What is most interesting about this issue is the lack of focus on the carriers relationship with it's current PBM through which the cost of prescriptions is established. The amount charged to the member versus what is paid to the pharmacy is quite substantial - especially within generic drugs. Pharmacy benefit managers (PBMs) are contractors hired by health plans to administer health plan pharmacy benefits, and PBMs that practice spread pricing, charge plan sponsors (employers) more for prescription drugs than what’s actually paid to the pharmacy. Spread pricing is largely unknown to employers and those who pay health bills. The practice is occasionally understood by some participants in the health system (health plans, brokers), but often not acted upon due to relationships. Spread pricing has a significant impact on health plan costs. For example, when a PBM pays a pharmacy a minor amount (say $6) for a prescription, but charges the employer and patient a much higher price (say $30). This higher amount is reflected in both the co-pay and the billing to the employer. Clearly, this has an impact on the cost of a claims and directly impacts the premiums of fully insured programs through experience. Health plans providing fully insured coverage, where spread pricing is occurring, either do not know about spread pricing or know about it and share in the revenue. This revenue sharing often amounts to a per prescription fee paid to the health plan by the PBM. This arrangement occurs in both self-funded and fully insured situations. Regardless of the setting, spread pricing increases the cost of prescription claims above the actual cost paid to the pharmacy. Spread pricing results in higher consumer costs. It is not unusual for generic prescription charges to be $30-$50 above the actual claim cost. But more important, may be the affect on compliance and cost of care because patients can't afford the cost of their medications.
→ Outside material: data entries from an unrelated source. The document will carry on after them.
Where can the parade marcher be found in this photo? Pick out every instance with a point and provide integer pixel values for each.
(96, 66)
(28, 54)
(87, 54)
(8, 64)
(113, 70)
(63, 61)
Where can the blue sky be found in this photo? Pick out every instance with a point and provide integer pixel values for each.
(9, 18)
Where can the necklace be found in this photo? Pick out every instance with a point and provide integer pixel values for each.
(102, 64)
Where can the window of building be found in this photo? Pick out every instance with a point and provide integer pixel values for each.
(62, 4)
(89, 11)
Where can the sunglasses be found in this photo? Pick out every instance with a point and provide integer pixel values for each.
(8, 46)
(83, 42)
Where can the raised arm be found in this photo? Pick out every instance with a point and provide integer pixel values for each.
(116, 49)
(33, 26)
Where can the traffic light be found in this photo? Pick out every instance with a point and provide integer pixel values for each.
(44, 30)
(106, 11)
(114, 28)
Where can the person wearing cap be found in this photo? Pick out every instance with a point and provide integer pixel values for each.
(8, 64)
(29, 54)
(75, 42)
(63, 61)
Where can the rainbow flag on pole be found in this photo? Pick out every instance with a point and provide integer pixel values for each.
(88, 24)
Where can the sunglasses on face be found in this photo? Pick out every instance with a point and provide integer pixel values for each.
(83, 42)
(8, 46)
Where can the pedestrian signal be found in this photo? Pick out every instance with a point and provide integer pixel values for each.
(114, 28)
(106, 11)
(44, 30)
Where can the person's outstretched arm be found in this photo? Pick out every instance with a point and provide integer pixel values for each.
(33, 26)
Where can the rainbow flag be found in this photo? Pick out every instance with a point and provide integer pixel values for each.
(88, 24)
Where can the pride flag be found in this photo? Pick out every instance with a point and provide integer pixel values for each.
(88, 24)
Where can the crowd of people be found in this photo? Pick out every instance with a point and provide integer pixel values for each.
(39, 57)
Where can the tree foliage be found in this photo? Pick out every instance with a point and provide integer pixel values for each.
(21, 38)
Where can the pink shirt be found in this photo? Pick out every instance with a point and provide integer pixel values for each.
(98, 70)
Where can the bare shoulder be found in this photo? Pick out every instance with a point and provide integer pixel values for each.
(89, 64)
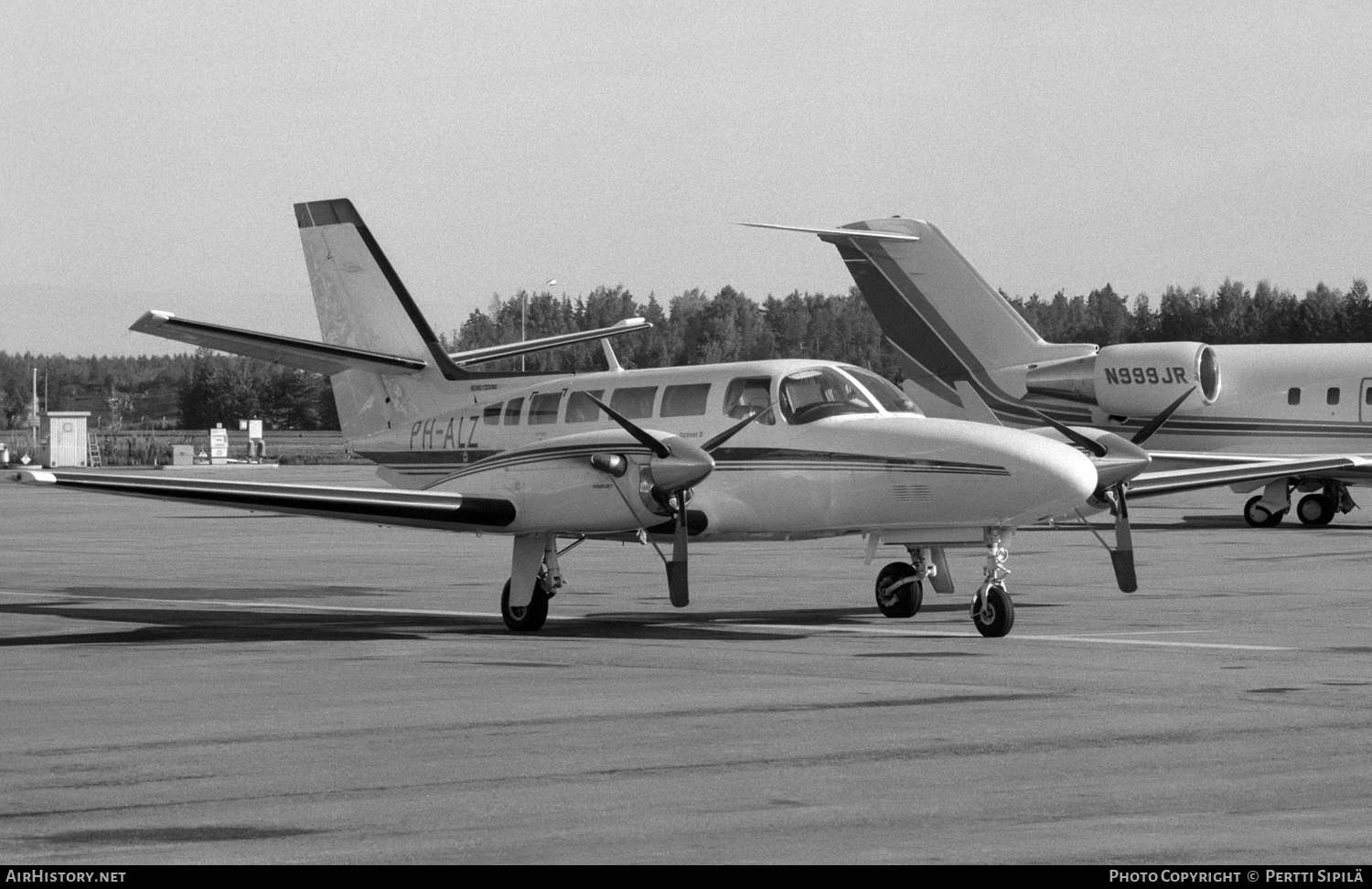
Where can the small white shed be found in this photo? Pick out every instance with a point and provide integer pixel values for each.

Prescriptions may be issued for drugs specifying only the chemical name, rather than a manufacturer's name; such a prescription can be filled with a drug of any brand meeting the specification. Prescription companies only hold the patent to a drug for so long and when it expires, a generic variant could be made. Generic narcotics cost much less than brand names despite doing the same task and over the years, according to a recent study, More than one trillion dollars saved thanks to generic drugs.